Rhode Island Senate primary: a beginner's guide

OK folks, I want to use the limited power I have as proprietor of Internal Monologue to raise the profile of the Republican Senate primary in the tiny state of Rhode Island. I'm writing this with an eye to people who haven't been following this story, so I apologize to those of you for whom a lot of this is repetition.

Here's how I see it: The incumbent senator up for re-election in November is the moderate Republican (to the extent that anyone who caucuses with the Republicans can be said to be moderate these days) Lincoln Chafee.

The right wing doesn't care for him much. Republican bloggers, activists, and the Club for Growth (Grover Norquist's right wing "cut taxes at any cost and defecits be damned" organization) think he's too cozy with Democrats, not supportive enough of Bush, or not fanatical enough in his advocacy of tax giveaways to the extraordinarily wealthy. So they're running a challenger to him: Steve Laffey.

In some ways, it's like a mirror image of what happened in nearby Connecticut, with Lieberman analogous to Chafee and Lamont's insurgent role taken by right-wing Laffey.

But there's an important difference in the Rhode Island situation: Connecticut is a very blue state, so the winner of the Democratic primary could reasonably expect to defeat the hapless Republican candidate, Alan Schlesinger. (Anyone interested in some tactical Lamont advocacy should give the guy a hand, as he will syphon votes away from Lieberman). Rhode Island, however, is also a blue state. The winner of the Republican senate primary will face an enormous challenge in the November general election. The only reason Chafee has a good chance to get re-elected as a Republican is because of his moderate stances (and because voters don't understand that in the era of partisan politics, your party affiliation and the agendas of the parties matter far more than an individual senator's stance on issues).

If Laffey defeats Chafee in the Republican primary, the Democratic candidate Sheldon Whitehouse:will have a much easier time of winning in Dem-friendly Rhode Island. So the Republican establishment is throwing enormous weight behind incumbent Lincoln Chafee. At the same time, the right-wing blogosphere is fighting that establishment and backing their guy, Laffey. Jane Hamsher on Firedoglake (whom I found via Atrios) spells out the difference in the CT and RI situations:
Anyway, the joke is that the GOP is coming apart at the seams now over the race. Steve Laffey is the wrong-o-sphere’s candidate of choice, and now the GOP is marching into Rhode Island with millions to save Chafee’s ass. I guess nobody on the right cared about the practicalities of the matter like those of us on the left did — we didn’t launch a challenge in a state where the Republican stood any chance of defeating a Democratic nominee even after a contentious primary. If anyone in the media ever gets over their fixation on us as dirty urchins, maybe they can acknowledge that.

Still, I have to say I respect wingy blogs for standing up to the Republican party for once; usually they just function and another part of the right wing echo-chamber with no message (and no power) of their own, hence much of their irrelevance.

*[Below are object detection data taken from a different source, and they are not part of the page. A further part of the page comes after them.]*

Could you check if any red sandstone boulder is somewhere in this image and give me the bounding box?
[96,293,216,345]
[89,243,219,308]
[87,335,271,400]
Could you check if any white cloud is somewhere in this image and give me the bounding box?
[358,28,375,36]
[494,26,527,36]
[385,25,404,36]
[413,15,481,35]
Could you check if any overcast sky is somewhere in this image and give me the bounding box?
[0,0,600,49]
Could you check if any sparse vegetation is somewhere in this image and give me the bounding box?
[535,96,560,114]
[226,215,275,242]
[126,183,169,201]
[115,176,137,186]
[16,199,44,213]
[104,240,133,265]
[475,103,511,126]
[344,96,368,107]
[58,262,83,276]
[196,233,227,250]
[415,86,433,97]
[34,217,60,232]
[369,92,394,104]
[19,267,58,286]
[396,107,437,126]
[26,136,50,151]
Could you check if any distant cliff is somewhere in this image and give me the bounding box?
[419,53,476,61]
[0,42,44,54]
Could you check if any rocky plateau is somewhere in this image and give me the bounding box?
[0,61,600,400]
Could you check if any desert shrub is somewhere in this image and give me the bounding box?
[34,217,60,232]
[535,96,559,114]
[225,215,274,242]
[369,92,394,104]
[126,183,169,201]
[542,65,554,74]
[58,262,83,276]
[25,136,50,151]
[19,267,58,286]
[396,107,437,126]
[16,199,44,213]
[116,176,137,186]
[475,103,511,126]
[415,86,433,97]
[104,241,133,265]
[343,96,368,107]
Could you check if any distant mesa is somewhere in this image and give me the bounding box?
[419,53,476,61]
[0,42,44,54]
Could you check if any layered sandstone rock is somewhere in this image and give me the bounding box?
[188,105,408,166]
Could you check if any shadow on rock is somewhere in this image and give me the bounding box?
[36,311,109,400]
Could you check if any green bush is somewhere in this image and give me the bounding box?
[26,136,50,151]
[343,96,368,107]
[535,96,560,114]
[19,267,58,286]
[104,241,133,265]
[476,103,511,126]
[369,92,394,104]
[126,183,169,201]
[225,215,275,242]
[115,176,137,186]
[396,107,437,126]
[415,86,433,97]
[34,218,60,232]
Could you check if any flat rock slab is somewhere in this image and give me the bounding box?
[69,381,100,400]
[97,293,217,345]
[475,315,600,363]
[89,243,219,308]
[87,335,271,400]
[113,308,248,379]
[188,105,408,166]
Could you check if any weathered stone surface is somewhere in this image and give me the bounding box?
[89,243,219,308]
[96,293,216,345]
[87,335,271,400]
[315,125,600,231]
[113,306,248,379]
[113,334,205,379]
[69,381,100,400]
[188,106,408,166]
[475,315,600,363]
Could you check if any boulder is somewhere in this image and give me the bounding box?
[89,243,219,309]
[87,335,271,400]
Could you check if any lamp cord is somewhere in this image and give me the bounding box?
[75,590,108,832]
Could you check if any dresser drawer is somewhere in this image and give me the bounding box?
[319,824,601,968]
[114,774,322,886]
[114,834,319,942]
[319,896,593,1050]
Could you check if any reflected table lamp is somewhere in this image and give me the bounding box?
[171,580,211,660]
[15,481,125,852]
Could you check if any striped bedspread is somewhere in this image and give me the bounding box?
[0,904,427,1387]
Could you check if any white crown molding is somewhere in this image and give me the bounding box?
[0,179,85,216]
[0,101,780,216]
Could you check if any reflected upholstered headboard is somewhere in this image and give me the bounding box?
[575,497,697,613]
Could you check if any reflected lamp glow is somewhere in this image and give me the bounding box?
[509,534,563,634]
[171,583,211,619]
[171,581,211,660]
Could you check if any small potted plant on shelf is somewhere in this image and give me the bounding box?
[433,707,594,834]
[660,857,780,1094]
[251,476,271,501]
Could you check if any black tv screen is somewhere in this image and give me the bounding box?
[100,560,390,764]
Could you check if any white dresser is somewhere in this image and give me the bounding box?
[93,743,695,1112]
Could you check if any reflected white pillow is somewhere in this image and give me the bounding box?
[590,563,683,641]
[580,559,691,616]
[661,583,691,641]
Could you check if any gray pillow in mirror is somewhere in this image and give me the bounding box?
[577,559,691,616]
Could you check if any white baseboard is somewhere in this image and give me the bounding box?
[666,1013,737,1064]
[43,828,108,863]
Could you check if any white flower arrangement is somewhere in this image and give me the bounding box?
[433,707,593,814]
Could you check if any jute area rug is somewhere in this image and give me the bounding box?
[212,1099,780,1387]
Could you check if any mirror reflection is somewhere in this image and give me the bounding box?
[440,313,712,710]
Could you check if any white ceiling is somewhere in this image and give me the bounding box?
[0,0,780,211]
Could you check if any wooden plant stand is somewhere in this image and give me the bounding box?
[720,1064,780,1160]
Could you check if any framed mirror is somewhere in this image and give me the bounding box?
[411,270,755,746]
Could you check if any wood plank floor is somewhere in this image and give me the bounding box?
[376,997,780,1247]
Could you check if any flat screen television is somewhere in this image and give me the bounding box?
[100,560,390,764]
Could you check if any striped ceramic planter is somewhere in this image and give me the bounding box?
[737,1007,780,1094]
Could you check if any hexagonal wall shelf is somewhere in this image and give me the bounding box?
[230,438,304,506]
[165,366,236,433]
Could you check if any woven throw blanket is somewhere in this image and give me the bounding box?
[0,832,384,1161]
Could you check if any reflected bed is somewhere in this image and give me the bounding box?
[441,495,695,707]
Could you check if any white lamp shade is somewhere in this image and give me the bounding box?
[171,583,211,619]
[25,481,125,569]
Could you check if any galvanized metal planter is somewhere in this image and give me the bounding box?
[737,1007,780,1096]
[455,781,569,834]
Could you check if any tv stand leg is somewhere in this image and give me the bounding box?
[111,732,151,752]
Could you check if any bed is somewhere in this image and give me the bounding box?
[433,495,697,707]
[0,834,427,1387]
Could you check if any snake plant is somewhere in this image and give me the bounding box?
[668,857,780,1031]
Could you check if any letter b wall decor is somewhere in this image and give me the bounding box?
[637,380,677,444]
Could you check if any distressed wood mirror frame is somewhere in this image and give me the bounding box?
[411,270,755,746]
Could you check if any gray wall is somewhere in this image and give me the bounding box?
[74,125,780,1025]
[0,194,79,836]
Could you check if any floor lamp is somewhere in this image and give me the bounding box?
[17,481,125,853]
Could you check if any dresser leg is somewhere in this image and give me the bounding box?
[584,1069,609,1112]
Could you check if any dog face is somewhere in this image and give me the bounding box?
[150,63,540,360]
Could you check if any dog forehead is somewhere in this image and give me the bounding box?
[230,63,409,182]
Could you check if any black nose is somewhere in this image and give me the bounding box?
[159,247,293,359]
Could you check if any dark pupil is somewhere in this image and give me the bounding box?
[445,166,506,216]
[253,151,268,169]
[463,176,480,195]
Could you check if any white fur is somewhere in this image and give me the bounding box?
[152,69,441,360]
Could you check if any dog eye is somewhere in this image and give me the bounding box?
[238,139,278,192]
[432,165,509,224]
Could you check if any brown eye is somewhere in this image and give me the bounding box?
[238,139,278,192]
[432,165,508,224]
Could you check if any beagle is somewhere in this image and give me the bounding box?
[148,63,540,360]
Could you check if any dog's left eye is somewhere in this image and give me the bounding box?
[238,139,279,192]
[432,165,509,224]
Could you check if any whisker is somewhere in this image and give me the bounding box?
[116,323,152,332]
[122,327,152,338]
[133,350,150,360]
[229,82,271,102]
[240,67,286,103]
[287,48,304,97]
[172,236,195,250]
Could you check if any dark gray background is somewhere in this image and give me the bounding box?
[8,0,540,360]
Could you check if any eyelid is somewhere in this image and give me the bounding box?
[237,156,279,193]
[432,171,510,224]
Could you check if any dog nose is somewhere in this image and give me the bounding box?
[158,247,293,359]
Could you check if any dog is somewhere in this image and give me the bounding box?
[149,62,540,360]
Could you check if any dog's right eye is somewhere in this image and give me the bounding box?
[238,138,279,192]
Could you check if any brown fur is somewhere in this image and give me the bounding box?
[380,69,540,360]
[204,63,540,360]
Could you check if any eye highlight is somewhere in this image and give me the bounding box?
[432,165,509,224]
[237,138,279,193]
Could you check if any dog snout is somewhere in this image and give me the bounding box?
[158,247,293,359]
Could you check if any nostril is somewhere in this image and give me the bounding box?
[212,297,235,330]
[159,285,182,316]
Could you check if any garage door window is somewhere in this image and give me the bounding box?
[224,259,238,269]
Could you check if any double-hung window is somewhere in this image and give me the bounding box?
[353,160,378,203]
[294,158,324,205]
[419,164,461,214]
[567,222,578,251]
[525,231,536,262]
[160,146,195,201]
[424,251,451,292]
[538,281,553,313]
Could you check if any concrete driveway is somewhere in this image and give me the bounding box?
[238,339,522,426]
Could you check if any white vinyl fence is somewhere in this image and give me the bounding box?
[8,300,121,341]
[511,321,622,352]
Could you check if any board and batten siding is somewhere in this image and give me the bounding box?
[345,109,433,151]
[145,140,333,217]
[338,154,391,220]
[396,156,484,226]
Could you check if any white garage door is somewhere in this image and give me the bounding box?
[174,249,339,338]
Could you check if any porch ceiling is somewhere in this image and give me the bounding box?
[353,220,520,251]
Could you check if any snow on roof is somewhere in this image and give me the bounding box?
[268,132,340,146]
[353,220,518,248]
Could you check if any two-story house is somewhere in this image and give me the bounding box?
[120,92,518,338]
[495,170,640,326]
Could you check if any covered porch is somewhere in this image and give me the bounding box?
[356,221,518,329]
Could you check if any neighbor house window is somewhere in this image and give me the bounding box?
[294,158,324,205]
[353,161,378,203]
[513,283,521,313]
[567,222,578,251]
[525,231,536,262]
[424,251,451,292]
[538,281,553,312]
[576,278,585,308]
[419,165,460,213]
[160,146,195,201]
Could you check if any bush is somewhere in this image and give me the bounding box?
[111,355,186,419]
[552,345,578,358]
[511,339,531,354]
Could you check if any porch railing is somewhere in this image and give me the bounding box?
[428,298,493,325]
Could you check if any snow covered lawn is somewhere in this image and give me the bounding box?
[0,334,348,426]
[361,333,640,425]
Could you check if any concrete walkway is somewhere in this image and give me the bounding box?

And even though Mike Krempasky’s post about Liddy Dole smacks of "get back in the kitchen and bake me a pie," and I understand that Dole is in a bind (Laffey would probably get killed by Whitehouse, Chafee is the only Republican who stands a chance,) — I’ve actually got to hand it to them for pitching a fit in the situation. They’ve got their guy, they believe in him, he’s being attacked by vicious and aburdly racist ads by the NRSC (go figure) and they’re saying "enough."

(Emphasis mine.) So the RI senate primary could really be the place where righty blogs declare their independence of the Republican establishment. It could also be the place where they hand a Senate seat to the Democrats. We'll have to check back on this race often to see how things shape up. Atrios points out that the media isn't leaping on this like they lept on Lamont-Lieberman. Apparently, Republican intra-party spats aren't as interesting to them as Democratic ones:
When I was in Connecticut I tried to kid a NYT reporter by asking if they were going to devote as much attention to the Rhode Island race as they did to the Connecticut race. I got a somewhat confused look, and then in a response a question about how Matthew Brown was doing.

Matthew Brown dropped out of the Democratic primary race in April.
Well, Republican intra-party spats are very interesting to me, and you can bet I'll be keeping an eye on this one.

Comments

Anonymous said…
Helpful summary! One thing I'm wondering - why aren't the dems jumping on this as an opportunity to talk about the divisiveness/weakness of the republicans the way the republicans did about the Lamont vs. Lieberman election?